I have been working on this project for a couple months - taking some generated xls and xlsx documents and using a combo of the csv module and pandas (python) to rearrange the whole order of the data so it will be appropriate for manual upload to a system that requires a certain data order for correct import.
no stress. There are several different documents with their own original structure as well as many templates for the import. Besides the data rearranging, I have also needed to add some internal codes to some of the documents that we need for local student work management and rename some columns to match the import requirements. I have all this working, but all my efforts to code something that takes student names and instructor names, currently listed as [lastname,firstname], NEED to be [lastname, firstname] with a SPACE added in the name after the comma before the first line.
I have messed around with a for loop using regex and something as simple as
df.replace(',', ', ', regex=True)
OR
df["Column Name"].str.replace(',', ', ') (which I think is way wrong, but tried it anyway)
What else might I try to accomplish what I would think of as being simple.
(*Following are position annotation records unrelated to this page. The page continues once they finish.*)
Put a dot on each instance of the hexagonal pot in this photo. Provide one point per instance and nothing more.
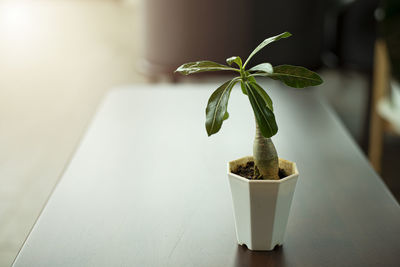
(261, 207)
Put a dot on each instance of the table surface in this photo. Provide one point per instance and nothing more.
(147, 187)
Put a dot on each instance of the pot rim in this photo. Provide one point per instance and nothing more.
(289, 177)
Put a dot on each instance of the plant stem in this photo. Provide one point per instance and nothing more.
(265, 157)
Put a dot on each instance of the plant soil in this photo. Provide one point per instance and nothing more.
(247, 171)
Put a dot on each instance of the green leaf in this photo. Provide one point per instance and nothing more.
(266, 42)
(264, 116)
(217, 107)
(226, 116)
(243, 86)
(264, 94)
(295, 76)
(201, 66)
(263, 67)
(236, 60)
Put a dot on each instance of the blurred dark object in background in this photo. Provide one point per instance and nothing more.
(332, 33)
(179, 31)
(304, 19)
(390, 30)
(356, 34)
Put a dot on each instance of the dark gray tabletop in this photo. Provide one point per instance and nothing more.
(147, 187)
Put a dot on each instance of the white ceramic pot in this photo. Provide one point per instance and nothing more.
(261, 207)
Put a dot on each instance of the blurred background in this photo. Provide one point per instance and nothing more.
(59, 57)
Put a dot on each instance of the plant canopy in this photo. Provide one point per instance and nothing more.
(216, 111)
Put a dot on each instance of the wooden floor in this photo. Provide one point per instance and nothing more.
(58, 58)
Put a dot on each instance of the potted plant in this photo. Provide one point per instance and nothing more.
(262, 185)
Nothing seems to be working. I am running the script, I get no errors, and yet this change is not being made. I have looked all over stackoverflow, but am not having success.
thank you in advance
CodePudding user response:
You could use a regular expression to ensure there is always just one space:
import pandas as pd
import re
data = [['flintstone,fred'], ['flintstone, wilma'], ['rubble, barney']]
df = pd.DataFrame(data, columns=['Name'])
df['Name'] = df['Name'].str.replace(', *', ', ', regex=True)
print(df)
Giving you:
Name
0 flintstone, fred
1 flintstone, wilma
2 rubble, barney
CodePudding user response:
Replace will return a new dataframe, if you are doing other operation on that df
try:
df = df.replace(',', ', ')
Otherwise try to add more line of your code to show what you do after the replace operation.